Google has also taken great efforts to individualize its search results. If you look for an equivalent phrase in Phoenix, Arizona and Cleveland, Ohio, you’re likely to urge radically different results. you'll also get different results supported your search history, and even the demographic information Google “knows” about you.

Right now, these individualization efforts are impressive, but limited. We’re unsurprised that Google knows where we are, or the previous couple of things we’ve looked for . But within the near future, Google could also be capable of using AI to form more intensive predictions. supported your historical searches and search data from many other users such as you , Google could also be ready to recommend searches or search results before you even know you would like them.

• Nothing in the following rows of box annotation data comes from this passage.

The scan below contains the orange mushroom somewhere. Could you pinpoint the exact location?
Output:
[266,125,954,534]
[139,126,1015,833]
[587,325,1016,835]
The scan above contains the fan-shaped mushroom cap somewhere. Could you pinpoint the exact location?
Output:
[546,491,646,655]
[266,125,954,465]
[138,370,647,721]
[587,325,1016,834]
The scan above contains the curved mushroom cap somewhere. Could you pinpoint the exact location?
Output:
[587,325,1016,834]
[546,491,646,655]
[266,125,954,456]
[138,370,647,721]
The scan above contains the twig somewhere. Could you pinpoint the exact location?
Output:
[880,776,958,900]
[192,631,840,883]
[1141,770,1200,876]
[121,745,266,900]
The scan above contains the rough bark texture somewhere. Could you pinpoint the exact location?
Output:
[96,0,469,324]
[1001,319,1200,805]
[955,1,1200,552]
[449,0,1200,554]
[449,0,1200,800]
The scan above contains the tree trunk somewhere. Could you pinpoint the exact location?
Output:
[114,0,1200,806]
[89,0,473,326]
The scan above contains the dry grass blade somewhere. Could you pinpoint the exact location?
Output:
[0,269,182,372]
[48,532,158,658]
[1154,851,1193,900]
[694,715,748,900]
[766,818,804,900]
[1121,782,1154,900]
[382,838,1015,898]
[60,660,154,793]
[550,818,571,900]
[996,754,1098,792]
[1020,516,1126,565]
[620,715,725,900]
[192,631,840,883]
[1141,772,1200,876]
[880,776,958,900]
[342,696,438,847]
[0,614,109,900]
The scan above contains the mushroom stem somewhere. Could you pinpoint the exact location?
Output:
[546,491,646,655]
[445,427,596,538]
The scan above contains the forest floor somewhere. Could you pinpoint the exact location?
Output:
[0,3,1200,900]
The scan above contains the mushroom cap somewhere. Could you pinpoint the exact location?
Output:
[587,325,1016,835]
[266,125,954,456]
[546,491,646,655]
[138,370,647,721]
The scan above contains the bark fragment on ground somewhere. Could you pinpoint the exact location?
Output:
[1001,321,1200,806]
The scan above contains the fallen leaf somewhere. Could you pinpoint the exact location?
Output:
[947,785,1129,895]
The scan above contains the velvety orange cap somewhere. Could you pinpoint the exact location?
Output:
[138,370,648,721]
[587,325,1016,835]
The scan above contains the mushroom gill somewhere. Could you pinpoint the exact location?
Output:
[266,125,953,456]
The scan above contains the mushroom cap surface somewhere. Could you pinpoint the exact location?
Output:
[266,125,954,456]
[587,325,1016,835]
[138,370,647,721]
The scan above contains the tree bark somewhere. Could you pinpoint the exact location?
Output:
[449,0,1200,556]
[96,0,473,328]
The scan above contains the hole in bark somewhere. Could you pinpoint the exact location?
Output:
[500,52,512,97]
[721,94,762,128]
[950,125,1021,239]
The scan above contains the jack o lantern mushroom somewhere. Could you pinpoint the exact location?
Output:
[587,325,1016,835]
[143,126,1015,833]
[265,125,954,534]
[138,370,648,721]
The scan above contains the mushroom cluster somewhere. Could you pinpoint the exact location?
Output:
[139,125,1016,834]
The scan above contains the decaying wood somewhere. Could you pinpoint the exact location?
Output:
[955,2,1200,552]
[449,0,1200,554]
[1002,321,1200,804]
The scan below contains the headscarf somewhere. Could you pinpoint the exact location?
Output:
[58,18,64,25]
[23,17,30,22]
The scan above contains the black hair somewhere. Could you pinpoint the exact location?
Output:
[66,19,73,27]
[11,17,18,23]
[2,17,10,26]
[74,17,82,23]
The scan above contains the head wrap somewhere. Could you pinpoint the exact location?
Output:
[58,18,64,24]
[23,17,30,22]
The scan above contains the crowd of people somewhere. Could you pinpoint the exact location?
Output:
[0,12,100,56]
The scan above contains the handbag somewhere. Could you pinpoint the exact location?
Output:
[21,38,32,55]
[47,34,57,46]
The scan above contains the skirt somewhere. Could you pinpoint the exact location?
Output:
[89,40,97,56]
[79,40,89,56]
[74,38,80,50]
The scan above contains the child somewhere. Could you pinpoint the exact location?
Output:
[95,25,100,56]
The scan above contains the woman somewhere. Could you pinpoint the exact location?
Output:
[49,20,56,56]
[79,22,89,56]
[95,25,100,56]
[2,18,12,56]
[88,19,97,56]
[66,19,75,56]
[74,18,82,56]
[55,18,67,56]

For search marketers, this is often both a chance and a threat. If you'll maximize predictive searches, you'll get a huge edge on the competition—but but , if Google’s algorithmic methods are opaque, you'll have a tough time understanding how and when your results appear for users.
Smart Results

Over the past few years, Google has stepped up its efforts to stay users on the SERPs, instead of clicking links to go to other websites. The Knowledge Graph and rich snippets now appear to supply immediate answers to user queries, preventing the necessity to click any longer . As Google gets better at dissecting user queries with RankBrain and Hummingbird, and becomes better at parsing the online with smart algorithms, i think we’ll see even more of those user-attention-grabbing entries.

For search marketers, this is often again both a chance and a threat. If you'll game the system and obtain your content to seem within the SERPs above your competitors’, you’ll get a serious boost to your brand reputation. But at an equivalent time, if users stay within the SERPs, and never visit, you’ll miss out on plenty of organic traffic.

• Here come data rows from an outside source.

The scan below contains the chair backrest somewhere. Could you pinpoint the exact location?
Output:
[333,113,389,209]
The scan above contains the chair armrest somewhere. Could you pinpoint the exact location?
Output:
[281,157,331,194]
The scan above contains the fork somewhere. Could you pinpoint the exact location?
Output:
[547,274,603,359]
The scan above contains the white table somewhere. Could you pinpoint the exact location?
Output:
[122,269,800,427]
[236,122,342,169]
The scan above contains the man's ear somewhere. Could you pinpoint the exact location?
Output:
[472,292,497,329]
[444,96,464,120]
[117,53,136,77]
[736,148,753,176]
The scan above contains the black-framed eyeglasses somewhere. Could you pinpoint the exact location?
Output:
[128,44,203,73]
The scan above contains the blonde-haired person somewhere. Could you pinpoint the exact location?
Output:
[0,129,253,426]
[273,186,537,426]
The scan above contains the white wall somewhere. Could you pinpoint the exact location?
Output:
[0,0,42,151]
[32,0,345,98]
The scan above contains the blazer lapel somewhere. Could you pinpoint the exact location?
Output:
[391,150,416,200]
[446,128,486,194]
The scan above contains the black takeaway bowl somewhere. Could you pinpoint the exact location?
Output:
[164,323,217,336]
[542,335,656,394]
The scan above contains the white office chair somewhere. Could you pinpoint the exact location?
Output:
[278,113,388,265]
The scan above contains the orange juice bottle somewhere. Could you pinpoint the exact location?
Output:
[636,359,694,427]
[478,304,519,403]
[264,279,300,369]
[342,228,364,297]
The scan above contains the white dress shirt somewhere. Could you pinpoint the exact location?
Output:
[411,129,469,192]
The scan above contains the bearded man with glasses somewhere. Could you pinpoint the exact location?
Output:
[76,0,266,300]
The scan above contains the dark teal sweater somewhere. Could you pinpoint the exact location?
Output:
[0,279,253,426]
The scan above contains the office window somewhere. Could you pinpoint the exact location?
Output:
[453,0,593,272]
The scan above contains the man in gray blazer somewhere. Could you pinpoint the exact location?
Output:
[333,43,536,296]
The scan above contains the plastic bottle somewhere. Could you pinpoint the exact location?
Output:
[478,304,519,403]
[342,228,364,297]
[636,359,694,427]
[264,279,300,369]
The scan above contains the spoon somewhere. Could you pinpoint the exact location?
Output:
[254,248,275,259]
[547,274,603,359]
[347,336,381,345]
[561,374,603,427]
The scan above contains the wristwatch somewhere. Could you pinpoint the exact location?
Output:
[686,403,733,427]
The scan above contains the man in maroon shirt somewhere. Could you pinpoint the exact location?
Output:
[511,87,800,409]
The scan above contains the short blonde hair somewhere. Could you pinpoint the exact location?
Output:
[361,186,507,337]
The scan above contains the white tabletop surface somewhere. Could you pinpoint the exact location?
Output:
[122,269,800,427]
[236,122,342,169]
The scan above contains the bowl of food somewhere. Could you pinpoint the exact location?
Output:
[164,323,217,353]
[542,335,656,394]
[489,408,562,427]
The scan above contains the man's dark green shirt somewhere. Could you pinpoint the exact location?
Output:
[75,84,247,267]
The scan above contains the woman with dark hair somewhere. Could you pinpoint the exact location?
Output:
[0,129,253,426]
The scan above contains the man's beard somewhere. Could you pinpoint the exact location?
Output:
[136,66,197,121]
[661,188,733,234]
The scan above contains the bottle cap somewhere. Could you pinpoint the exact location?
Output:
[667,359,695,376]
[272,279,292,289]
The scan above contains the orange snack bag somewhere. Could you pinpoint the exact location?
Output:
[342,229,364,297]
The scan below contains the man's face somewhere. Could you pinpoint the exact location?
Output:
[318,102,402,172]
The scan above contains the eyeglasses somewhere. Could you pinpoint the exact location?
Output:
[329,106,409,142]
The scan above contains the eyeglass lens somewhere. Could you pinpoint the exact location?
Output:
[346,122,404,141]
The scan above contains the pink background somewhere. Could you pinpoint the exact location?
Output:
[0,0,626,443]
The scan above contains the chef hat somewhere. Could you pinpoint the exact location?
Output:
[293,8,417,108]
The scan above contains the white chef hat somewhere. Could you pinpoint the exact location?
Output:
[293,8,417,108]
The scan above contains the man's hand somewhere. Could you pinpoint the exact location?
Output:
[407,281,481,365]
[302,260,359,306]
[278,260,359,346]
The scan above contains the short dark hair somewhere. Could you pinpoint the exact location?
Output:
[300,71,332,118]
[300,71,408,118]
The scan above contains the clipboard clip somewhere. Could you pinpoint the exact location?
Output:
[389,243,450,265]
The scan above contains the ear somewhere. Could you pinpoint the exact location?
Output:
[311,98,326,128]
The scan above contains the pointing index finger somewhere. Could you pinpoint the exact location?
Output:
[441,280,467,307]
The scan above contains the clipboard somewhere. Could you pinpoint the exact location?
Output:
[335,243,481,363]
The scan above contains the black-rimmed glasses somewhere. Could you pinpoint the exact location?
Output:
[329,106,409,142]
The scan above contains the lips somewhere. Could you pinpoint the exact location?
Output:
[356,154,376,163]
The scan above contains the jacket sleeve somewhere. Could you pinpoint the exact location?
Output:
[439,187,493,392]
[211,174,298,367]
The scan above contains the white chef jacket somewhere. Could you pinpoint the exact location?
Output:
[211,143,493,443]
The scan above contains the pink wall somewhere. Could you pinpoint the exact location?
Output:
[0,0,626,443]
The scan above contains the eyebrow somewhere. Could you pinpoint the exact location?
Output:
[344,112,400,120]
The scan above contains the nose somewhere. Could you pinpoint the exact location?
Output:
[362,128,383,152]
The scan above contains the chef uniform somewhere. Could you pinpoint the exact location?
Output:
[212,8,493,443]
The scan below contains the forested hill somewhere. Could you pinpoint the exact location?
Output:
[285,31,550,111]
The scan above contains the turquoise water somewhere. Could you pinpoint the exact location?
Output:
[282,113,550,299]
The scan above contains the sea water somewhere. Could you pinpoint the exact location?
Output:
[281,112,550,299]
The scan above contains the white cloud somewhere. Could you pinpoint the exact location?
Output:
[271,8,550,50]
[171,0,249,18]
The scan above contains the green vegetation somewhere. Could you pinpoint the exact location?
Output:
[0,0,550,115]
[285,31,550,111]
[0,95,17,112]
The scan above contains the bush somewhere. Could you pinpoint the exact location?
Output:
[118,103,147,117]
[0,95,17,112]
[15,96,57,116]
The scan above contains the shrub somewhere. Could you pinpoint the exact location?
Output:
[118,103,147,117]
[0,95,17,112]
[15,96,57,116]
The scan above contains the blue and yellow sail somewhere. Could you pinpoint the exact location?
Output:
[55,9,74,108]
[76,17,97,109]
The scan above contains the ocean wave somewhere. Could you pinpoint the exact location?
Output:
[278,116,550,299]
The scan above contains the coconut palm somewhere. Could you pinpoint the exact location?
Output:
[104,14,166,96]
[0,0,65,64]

Real Time Changes and adaptableness

AI is remarkably good at analyzing vast amounts of knowledge , and much faster than even an experienced human team. Historically, Google has made periodic updates to its algorithm with major, game-changing algorithm changes dropped every few months. But recently, those algorithm updates have tapered off in favor of much smaller, far more frequent updates.

This trend will likely develop further within the future as Google’s AI systems optimize toward real-time analytics. it'll “learn” constantly, with every new search query, and possibly roll new updates to its live algorithm on a continuing basis, making it difficult to stay up with its iterative evolution.
Content Production and Onsite Optimization

It’s also worth noting that AI won’t just be harnessed by Google and other search engines. We’ll also see the event and utility of AI on behalf of search marketers. AI-based content generators are getting more advanced and more common; eventually, search marketers could also be ready to use them to supply and distribute content ok to “fool” Google’s algorithms. From there, this may likely become an race between search marketers and search algorithms—not too unlike what we have already got .

Furthermore, smart onsite optimization engines could greatly simplify the technical efforts that search marketers currently need to make. Current plugins and onsite SEO tools are helpful, but incomplete; within the near future, AI and machine learning could make these substantially more capable.

Overall, it’s unlikely that we’ll see such a radical transformation that SERPs become unrecognizable, or that SEO disappears as a web marketing strategy. However, search marketers and users will both need to make some serious adjustments if they’re getting to stay relevant as AI infiltrates this space.